SAVANNAH — The state’s commitment to deepening Savannah’s harbor could extend to starting the work at state expense, Gov. Nathan Deal told reporters attending an event near the Georgia Ports Authority’s largest facility.
Deal spoke Wednesday at the 75th anniversary ceremony for the Herty Advanced Materials Development Center. Last summer, the state-owned center was placed under the control of Georgia Southern University in Statesboro. The center is on a road to the Port of Savannah’s Garden City Terminal. After his remarks, Deal took questions from reporters.
The state budget he had signed the previous day includes another $50 million for the port project. This adds to prior years’ allotments for a total of $231 million in state funding now available. But the harbor deepening is projected to cost $652 million, and state officials still want the federal government to pay the larger share.
“Well, obviously we continue to expect the federal government to come forward with their share, which the majority of the cost was intended to be borne by the federal government, and remembering that this was initially authorized by congressional action back in 1999,” Deal said.
The U.S. Army Corps of Engineers and other federal agencies have agreed to the plan. But federal budgeting for the project has been tiny compared to the state commitment.

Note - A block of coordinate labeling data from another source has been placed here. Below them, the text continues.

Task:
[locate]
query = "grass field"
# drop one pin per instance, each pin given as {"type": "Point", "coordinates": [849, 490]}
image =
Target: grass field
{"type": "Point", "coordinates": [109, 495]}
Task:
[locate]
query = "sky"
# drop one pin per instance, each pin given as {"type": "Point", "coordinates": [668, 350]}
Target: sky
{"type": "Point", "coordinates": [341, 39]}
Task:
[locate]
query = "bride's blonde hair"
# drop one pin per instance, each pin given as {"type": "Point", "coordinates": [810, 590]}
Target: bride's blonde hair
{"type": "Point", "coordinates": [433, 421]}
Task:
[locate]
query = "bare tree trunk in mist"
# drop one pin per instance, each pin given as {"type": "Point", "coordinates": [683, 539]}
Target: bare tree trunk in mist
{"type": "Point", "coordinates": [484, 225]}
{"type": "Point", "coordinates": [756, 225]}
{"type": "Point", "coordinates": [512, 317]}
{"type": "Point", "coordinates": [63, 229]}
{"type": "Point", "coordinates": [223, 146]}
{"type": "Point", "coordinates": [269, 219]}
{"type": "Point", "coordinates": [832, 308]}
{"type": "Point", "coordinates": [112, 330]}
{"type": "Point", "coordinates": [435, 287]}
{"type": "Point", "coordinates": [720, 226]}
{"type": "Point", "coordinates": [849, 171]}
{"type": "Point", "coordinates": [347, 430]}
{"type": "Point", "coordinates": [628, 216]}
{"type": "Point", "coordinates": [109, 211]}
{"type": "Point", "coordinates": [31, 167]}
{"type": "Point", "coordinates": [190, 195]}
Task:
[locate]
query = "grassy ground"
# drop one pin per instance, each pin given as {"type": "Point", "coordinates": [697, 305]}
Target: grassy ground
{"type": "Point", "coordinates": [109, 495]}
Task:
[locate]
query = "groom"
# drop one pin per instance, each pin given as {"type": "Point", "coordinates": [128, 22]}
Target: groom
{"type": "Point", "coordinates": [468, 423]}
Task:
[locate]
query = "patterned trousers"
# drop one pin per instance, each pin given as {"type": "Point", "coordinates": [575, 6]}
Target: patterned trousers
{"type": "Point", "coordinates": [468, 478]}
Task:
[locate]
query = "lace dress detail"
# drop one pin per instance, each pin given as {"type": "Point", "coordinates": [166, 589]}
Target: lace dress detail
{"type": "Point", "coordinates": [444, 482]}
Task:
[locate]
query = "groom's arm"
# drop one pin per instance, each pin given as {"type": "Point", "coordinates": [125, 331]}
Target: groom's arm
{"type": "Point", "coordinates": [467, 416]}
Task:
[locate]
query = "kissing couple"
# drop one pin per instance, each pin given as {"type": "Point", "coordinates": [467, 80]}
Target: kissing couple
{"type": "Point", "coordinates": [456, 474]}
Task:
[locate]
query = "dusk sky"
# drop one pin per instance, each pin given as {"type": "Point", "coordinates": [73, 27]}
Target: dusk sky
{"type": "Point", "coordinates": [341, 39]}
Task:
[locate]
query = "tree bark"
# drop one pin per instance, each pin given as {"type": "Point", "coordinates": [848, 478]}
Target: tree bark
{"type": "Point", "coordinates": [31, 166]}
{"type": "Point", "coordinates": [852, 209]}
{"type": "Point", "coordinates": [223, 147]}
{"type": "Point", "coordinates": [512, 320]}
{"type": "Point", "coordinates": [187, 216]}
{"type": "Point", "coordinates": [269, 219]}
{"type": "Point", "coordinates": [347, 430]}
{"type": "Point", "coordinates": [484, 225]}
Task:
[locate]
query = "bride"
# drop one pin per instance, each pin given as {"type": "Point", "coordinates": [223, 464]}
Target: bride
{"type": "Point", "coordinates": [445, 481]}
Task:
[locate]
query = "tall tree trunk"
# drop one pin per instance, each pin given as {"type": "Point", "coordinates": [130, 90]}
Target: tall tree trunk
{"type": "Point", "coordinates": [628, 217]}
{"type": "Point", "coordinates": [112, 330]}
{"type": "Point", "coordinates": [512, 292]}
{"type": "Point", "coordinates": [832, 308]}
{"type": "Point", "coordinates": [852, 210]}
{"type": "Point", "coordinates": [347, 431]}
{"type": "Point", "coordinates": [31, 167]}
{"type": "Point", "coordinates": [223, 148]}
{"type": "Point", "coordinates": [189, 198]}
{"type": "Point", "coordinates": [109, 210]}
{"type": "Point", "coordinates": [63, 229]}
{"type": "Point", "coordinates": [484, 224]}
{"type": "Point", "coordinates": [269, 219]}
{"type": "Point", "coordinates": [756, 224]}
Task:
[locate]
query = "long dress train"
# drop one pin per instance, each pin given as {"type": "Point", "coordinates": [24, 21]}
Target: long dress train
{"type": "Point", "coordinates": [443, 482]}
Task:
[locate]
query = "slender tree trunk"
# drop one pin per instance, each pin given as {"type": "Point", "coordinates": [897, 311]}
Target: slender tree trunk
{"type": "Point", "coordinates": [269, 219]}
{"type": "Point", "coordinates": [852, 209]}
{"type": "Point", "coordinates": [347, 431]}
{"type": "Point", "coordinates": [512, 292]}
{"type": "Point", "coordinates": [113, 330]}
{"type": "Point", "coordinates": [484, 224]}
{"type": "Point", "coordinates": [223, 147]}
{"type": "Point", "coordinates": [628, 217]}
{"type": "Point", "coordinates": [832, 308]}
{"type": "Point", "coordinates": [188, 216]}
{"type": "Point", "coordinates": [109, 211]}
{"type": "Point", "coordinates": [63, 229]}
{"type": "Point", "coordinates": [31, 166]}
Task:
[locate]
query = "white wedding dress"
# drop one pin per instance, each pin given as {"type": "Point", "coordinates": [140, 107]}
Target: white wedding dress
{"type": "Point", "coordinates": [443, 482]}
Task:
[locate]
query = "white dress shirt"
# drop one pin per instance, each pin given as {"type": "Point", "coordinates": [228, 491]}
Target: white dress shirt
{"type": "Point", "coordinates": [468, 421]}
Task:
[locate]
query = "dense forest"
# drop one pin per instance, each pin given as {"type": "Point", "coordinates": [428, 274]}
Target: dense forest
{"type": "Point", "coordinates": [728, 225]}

“We’re very pleased to have received the so-called record of decision where all federal agencies that have to sign off on the project gave it a go-ahead last fall, and now we’re waiting for the federal government to come forward with more money,” Deal said. “The president did have $1.28 million in his budget. That is a small toe in the door, but we’re pleased that it is there. It is a recognition, I think, on his part that this is a project that has national concern and national importance.”
Deal indicated that the state might start on its own if the federal government allows it. However, he said this could require that the cost stated in the federal authorization be increased, since the estimate has increased substantially since 1999.
“We are hopeful that that will happen,” the governor said.
But state officials will continue to press President Barack Obama and Georgia’s members of Congress for the federal government to pay its full share, Deal added. He said “time is of the essence” with expansion of the Panama Canal slated to be complete by early 2015 and the harbor deepening expected to take three years. The project will allow larger ships, which can then pass through the canal, to dock at Savannah.
A reporter asked Deal if he had an opinion on whether King America Finishing should get a new permit to discharge waste into the Ogeechee River. After a record fish kill downstream from the plant in May 2011, the Environmental Protection Division issued a consent order requiring the company to fund $1 million worth of river cleanup projects. The agency issued a draft permit in March, which replaces an earlier draft permit EPD withdrew after protests and litigation threats from property owners along the river and the Ogeechee Riverkeeper.
“We know that we don’t want anything that’s going to pollute our waterways,” Deal said. “We don’t want anything that’s going to make our state a worse place from the standpoint of environmental degradation.”
But he said he is confident that EPD is working hard to make sure the river is monitored properly and that corrective steps take place. He expressed confidence in EPD Director Judson H. Turner and the agency’s board.
“Yes, I think we have a great director of our Environmental Protection Division and we have a great board,” Deal said. “I think they’re all conscious of this problem and hopefully are working to resolve it.”